Helicóptero encurta tempo e distâncias na saúde indígena do DSEI Parintins

As dificuldades extremas de acessos das equipes de saúde, e de transporte de emergência ou urgência de pacientes, por vias fluviais, chegaram ao fim na área de abrangência do Distrito Especial Sanitário Indígena Parintins (DSEI). Mais de 17 mil indígenas dos povos Sateré-Mawé e Hixkaryana já contam com os serviços de um helicóptero biturbina médio, homologado para aeromédico (transporte de paciente em maca).

Com capacidade para 02 tripulantes, uma tonelada de cargas internas e 12 passageiros, a aeronave Cikorsky S-76, modelo A, entrou em operação, com a troca de plantão das equipes do DSEI Parintins, em seis polo base, no dia (04/12). A primeira viagem foi para as aldeias Hixkaryana, as mais longínquas do DSEI Parintins, Riozinho e Kassawá, no Alto Rio Nhamundá, no limite do Amazonas com o Pará.

Governo do Amazonas 2

Depois, a aeronave conduziu a equipe nos polos base Sateré-Mawé: Curuatuba e Nova Vida 01, no Rio Andirá, em Barreirinha. O helicóptero finalizou o roteiro nas comunidades indígenas Santa Maria e Nova Aldeia, no Rio Maraú, em Maués. “Atendemos, exatamente essas áreas, porém, a acessibilidade mais complicada é Riozinho e Kassawá”, explica o coordenador do DSEI Parintins, José Augusto Nenga.

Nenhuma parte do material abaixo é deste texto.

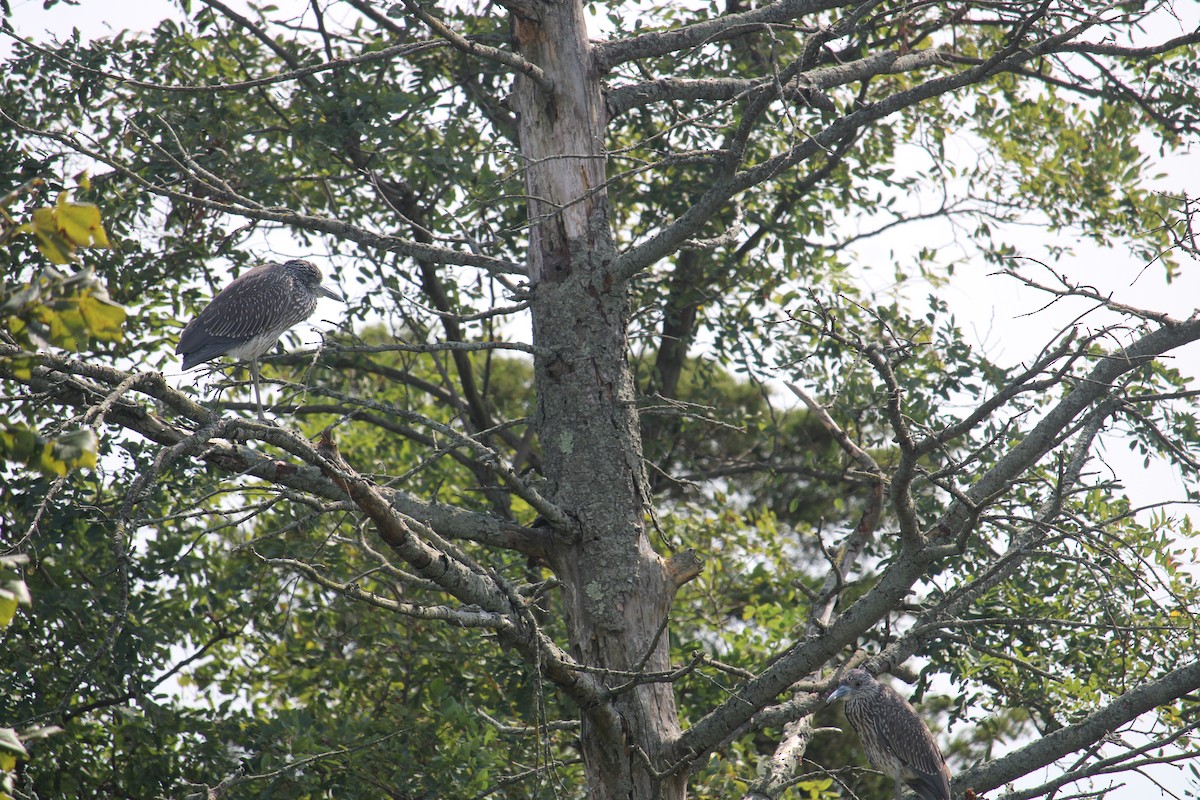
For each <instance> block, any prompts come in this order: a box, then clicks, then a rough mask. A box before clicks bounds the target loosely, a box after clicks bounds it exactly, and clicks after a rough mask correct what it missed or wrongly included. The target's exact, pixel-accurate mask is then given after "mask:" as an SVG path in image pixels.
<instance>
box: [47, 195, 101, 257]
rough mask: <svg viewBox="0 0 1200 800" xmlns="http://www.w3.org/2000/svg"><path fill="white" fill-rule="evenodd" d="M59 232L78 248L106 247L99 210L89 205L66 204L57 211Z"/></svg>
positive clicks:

Mais complexa ainda era a viagem, de três dias, no verão, em pequena embarcação, para Kassawá, devido a existência de 27 cachoeiras ao longo do caminho. De helicóptero, esse tempo ficou reduzido para 1 hora e 10 minutos. Nos rios Marau e Andirá, no período da seca, as dificuldades incidiam, além da distância e corredeiras, onde toda a viagem é feita por igapós, somente em voadeiras 15HP, com baixa velocidade.

Para Curuatuba, no Andirá, em Barreirinha, antes se levava 18 horas de voadeira e, de helicóptero, e dura 38 minutos. Para a Nova Aldeia do Maraú, em Maués, agora tempo é de 32 minutos, enquanto à Santa Maria chega a 40 minutos. A base de operações do helicóptero é o Aeroporto Júlio Belém. “Parintins fica, em média, a meia hora de cada ponto e o mais distante é Kassawá”, afirma o coordenador do DSEI Parintins.

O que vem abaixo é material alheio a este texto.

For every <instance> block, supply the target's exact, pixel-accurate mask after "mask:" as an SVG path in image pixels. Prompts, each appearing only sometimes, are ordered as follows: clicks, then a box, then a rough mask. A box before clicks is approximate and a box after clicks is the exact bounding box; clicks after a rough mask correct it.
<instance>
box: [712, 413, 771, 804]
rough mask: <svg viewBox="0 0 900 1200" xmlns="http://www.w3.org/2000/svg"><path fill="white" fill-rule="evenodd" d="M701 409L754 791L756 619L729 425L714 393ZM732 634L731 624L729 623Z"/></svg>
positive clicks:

José Augusto aponta que os fatores naturais tiravam o conforto das equipes de saúde indígena e a agilidade no transporte aos polos. “Com isso, os profissionais já chegavam exaustos. Então, com esse equipamento, garantimos o atendimento mensal, a permanência das equipes em área e a maior velocidade na troca. Quando houver necessidade de emergência médica, o helicóptero fará a operação”, assegura.

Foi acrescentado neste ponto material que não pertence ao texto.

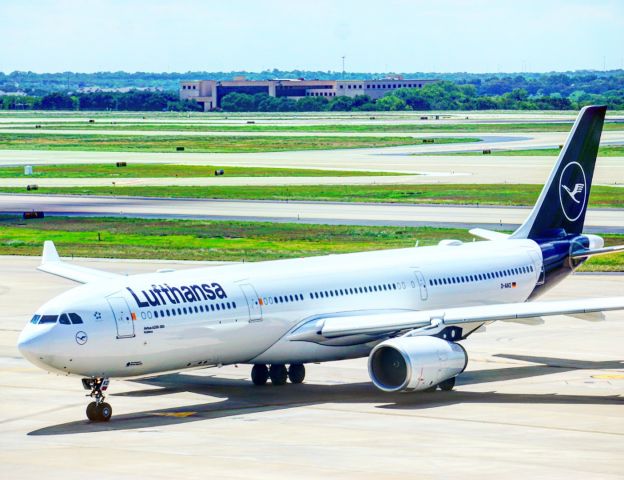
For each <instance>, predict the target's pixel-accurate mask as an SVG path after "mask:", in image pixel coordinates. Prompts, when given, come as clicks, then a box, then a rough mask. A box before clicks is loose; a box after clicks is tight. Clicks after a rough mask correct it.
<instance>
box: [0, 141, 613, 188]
mask: <svg viewBox="0 0 624 480" xmlns="http://www.w3.org/2000/svg"><path fill="white" fill-rule="evenodd" d="M463 145H464V146H465V148H466V149H472V148H474V144H463ZM439 147H444V148H448V146H444V145H439ZM478 148H483V147H482V146H481V147H478ZM410 150H412V151H410ZM414 152H416V153H418V155H415V154H412V153H414ZM118 161H125V162H129V163H164V164H177V165H219V166H223V167H227V166H246V167H258V168H302V169H305V168H313V169H322V170H360V171H370V172H379V171H384V172H396V173H408V174H415V175H419V176H420V177H419V178H412V179H409V182H410V183H412V182H413V183H471V184H474V183H487V184H503V183H524V184H542V183H544V181H545V179H546V178H548V174H549V173H550V170H551V169H552V166H553V165H554V162H555V157H547V156H544V157H542V156H496V155H483V156H469V155H464V156H462V155H454V156H452V155H427V154H426V152H424V151H423V150H422V149H421V147H389V148H380V149H355V150H331V151H299V152H263V153H227V154H226V153H223V154H219V153H186V154H184V153H183V154H176V153H132V152H75V151H71V152H69V151H43V150H42V151H32V150H0V166H24V165H35V170H36V169H37V167H36V165H59V164H89V163H111V162H118ZM283 178H284V177H282V180H276V181H277V182H279V181H281V182H283V183H284V182H286V180H284V179H283ZM341 179H344V177H341ZM31 180H32V182H31V183H35V182H37V181H38V180H35V179H34V178H22V179H20V180H19V181H17V180H15V179H8V178H7V179H0V186H12V185H15V184H16V183H19V182H30V181H31ZM45 181H50V182H52V181H53V182H60V181H61V180H60V179H59V180H45ZM75 181H78V180H75ZM82 181H84V182H85V184H87V182H89V181H90V180H86V179H84V180H82ZM98 181H99V180H98ZM110 181H111V182H112V181H117V179H115V180H113V179H110ZM119 181H121V182H123V181H126V180H124V179H120V180H119ZM189 181H190V180H188V179H185V180H182V179H175V178H173V179H169V180H158V181H157V184H158V182H170V183H168V184H175V185H178V184H188V183H184V182H189ZM209 181H210V182H212V183H210V184H213V185H218V184H225V183H224V182H232V183H234V184H236V183H238V184H240V183H241V182H249V183H247V184H256V185H259V184H261V183H262V182H265V181H267V180H260V179H256V180H251V179H250V180H240V179H237V180H233V179H228V178H227V177H225V178H219V179H216V178H215V179H212V180H207V179H204V180H197V181H196V183H195V184H198V185H203V184H204V183H203V182H209ZM310 181H311V182H319V183H321V182H322V183H326V182H324V181H323V180H321V179H318V178H317V179H315V180H310ZM354 181H358V182H368V181H370V179H368V180H367V179H365V178H360V179H358V180H354ZM373 181H374V180H373ZM385 181H387V180H380V182H385ZM398 181H402V182H406V181H408V179H405V178H404V179H402V180H398ZM220 182H221V183H220ZM252 182H253V183H252ZM293 182H304V180H302V179H301V177H299V178H298V179H296V180H293ZM594 183H596V184H603V185H621V184H624V158H622V157H601V158H599V159H598V164H597V168H596V174H595V177H594ZM42 184H43V183H42ZM278 184H279V183H278ZM292 184H295V183H292ZM19 185H20V186H21V185H22V184H21V183H19Z"/></svg>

Na Amazônia, o comandante da aeronave, Antônio Romeiro, tem experiência desde 2006, com um ano na saúde indígena. “Vamos montar uma base, com heliponto, próxima ao DSEI Parintins para facilitar nossas operações. O aeroporto algumas tem vantagens, uma delas a questão da segurança, mas durante o festival, não conseguiremos operar. Por isso, optamos pela base nas margens do rio, com toda infraestrutura e demanda de combustível”, ressalta.